HESI LPN
HESI CAT Exam Quizlet
1. Based on the information provided in this client’s medical record during labor, which intervention should the nurse implement?
- A. Apply oxygen at 10 L per minute via mask
- B. Stop the oxytocin infusion
- C. Turn the client to the right lateral position
- D. Continue monitoring the progress of labor
Correct answer: C
Rationale: Turning the client to the right lateral position is essential as it can improve fetal oxygenation and uterine blood flow, promoting better labor outcomes. This intervention helps relieve pressure on blood vessels, enhancing blood flow to the placenta and improving oxygen supply to the fetus. Applying oxygen at a specific rate may not address the underlying issue of compromised blood flow and oxygenation. Stopping the oxytocin infusion is not the priority unless medically indicated as it can affect labor progression. While monitoring the progress of labor is important, actively addressing the compromised fetal oxygenation and uterine blood flow by changing the client's position takes precedence in this scenario.
2. A client is being treated for minor injuries following an automobile accident in which the only other passenger was killed. The client asks the nurse, 'Is my friend who was in the car with me ok?' What response is best for the nurse to provide?
- A. I am sorry, but your friend was killed in the accident.
- B. Right now you need to concentrate on getting well.
- C. Was the passenger in the car your friend?
- D. I think your friend is going to be all right.
Correct answer: A
Rationale: The correct answer is A: 'I am sorry, but your friend was killed in the accident.' In this situation, honesty and compassion are essential. The nurse should provide the client with truthful information, acknowledging the client's need to know the reality of the situation. Choice B is dismissive and does not address the client's inquiry directly. Choice C is a deflecting question and does not offer the direct information the client is seeking. Choice D provides false reassurance, which is not appropriate in this circumstance where the reality needs to be communicated.
3. A client has had several episodes of clear, watery diarrhea that started yesterday. What action should the nurse implement?
- A. Administer a prescribed PRN antiemetic
- B. Assess the client for the presence of hemorrhoids
- C. Check the client’s hemoglobin level
- D. Review the client’s current list of medications
Correct answer: D
Rationale: The correct action for the nurse to implement in a client experiencing clear, watery diarrhea is to review the client's current list of medications.

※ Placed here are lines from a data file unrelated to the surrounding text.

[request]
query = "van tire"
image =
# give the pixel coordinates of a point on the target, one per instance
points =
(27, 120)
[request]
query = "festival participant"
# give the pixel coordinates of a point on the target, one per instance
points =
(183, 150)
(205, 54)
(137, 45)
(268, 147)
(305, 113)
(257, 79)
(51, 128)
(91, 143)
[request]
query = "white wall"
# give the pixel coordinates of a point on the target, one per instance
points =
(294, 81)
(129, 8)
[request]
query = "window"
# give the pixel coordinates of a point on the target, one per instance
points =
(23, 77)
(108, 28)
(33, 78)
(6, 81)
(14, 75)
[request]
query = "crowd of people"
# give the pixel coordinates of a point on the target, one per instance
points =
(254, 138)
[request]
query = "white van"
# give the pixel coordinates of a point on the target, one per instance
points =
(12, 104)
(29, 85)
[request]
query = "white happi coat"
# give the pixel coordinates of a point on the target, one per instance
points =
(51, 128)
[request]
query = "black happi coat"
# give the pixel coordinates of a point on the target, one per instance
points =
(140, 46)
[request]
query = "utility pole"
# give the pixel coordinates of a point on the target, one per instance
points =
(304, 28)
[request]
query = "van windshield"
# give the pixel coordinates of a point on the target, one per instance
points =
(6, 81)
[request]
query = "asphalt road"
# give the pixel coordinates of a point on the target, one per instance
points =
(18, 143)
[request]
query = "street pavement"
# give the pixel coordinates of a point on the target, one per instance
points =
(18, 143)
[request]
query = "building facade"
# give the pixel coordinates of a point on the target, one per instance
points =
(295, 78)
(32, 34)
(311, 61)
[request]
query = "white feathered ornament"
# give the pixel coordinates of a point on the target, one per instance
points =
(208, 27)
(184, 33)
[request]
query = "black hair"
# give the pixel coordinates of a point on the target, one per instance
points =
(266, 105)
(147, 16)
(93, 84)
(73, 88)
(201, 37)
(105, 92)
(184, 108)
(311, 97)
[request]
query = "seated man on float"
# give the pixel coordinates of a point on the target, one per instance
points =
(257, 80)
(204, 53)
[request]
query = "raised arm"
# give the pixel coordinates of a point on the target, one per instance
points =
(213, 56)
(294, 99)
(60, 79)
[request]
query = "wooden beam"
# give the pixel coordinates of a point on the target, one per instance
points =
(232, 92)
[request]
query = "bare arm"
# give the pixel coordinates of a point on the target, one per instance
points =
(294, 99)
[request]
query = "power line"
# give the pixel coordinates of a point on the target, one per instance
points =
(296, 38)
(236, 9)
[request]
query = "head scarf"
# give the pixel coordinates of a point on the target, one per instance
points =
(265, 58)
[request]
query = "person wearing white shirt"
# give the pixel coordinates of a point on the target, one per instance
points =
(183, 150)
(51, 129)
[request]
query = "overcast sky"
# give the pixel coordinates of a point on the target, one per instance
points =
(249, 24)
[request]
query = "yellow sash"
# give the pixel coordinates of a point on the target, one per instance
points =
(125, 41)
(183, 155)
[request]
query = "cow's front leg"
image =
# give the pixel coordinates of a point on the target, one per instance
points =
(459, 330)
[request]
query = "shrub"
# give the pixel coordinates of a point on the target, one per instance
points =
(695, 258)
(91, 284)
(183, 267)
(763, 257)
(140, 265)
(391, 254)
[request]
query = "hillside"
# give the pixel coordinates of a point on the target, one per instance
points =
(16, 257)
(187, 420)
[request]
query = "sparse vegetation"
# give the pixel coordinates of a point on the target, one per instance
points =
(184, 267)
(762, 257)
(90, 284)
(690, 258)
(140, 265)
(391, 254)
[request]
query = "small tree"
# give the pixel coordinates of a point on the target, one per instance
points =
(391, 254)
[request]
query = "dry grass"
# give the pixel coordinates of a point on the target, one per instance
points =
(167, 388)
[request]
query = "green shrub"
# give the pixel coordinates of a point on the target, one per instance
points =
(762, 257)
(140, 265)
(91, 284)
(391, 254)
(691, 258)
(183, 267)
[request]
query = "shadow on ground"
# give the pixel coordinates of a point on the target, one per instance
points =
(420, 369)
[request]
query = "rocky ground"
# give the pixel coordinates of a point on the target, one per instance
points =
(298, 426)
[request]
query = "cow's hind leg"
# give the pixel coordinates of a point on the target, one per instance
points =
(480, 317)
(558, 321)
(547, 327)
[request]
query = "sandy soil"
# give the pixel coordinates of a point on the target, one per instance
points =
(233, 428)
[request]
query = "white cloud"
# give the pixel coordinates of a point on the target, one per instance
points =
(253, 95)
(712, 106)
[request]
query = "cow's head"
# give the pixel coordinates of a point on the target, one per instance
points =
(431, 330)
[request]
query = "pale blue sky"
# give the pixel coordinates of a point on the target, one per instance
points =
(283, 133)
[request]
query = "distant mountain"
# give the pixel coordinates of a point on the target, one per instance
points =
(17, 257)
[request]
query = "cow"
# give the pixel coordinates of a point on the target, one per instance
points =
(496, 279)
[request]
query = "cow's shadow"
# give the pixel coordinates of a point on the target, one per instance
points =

Certain medications can cause diarrhea as a side effect, so identifying any potential culprits is essential. Administering an antiemetic (Choice A) is not appropriate for diarrhea, as antiemetics are used to control nausea and vomiting, not diarrhea. Assessing for hemorrhoids (Choice B) is not the priority when the client is experiencing watery diarrhea; addressing the root cause is crucial. Checking the client’s hemoglobin level (Choice C) is not the immediate action needed for this situation as it does not directly address the cause of diarrhea.
4. The healthcare provider is completing a head-to-toe assessment for a client admitted for observation after falling out of a tree. Which finding warrants immediate intervention by the healthcare provider?
- A. Sluggish pupillary response to light
- B. Clear fluid leaking from the nose
- C. Complaint of severe headache
- D. Periorbital ecchymosis of the right eye
Correct answer: B
Rationale: Clear fluid leaking from the nose is concerning for cerebrospinal fluid leakage, which is a medical emergency requiring immediate intervention. Sluggish pupillary response to light may indicate neurological issues but is not as urgent as CSF leakage. Complaint of severe headache is important but not as critical as the possibility of CSF leakage. Periorbital ecchymosis of the right eye could be indicative of trauma but does not pose an immediate threat to the patient's life.
5. The nurse has explained safety precautions and infant care to a primigravida mother and observes the mother as she gives care to her newborn during the first two days of rooming-in. Which action indicates the mother understands the instruction?
- A. Aspirates the newborn’s nares using a syringe
- B. Applies a dressing to the cord after the newborn’s bath
- C. Breastfeeds the infant every hour during the night
- D. Positions the infant supine in the crib to sleep
Correct answer: D
Rationale: Positioning the infant supine in the crib to sleep is the correct action that indicates the mother understands the instruction. This position is recommended to reduce the risk of Sudden Infant Death Syndrome (SIDS). Choice A is incorrect as it is not a routine or recommended practice to aspirate the newborn’s nares using a syringe without a specific medical indication. Choice B is incorrect because applying a dressing to the cord after the newborn's bath is not a standard care practice. Choice C is incorrect because breastfeeding every hour during the night is excessive and not a recommended feeding schedule for a newborn.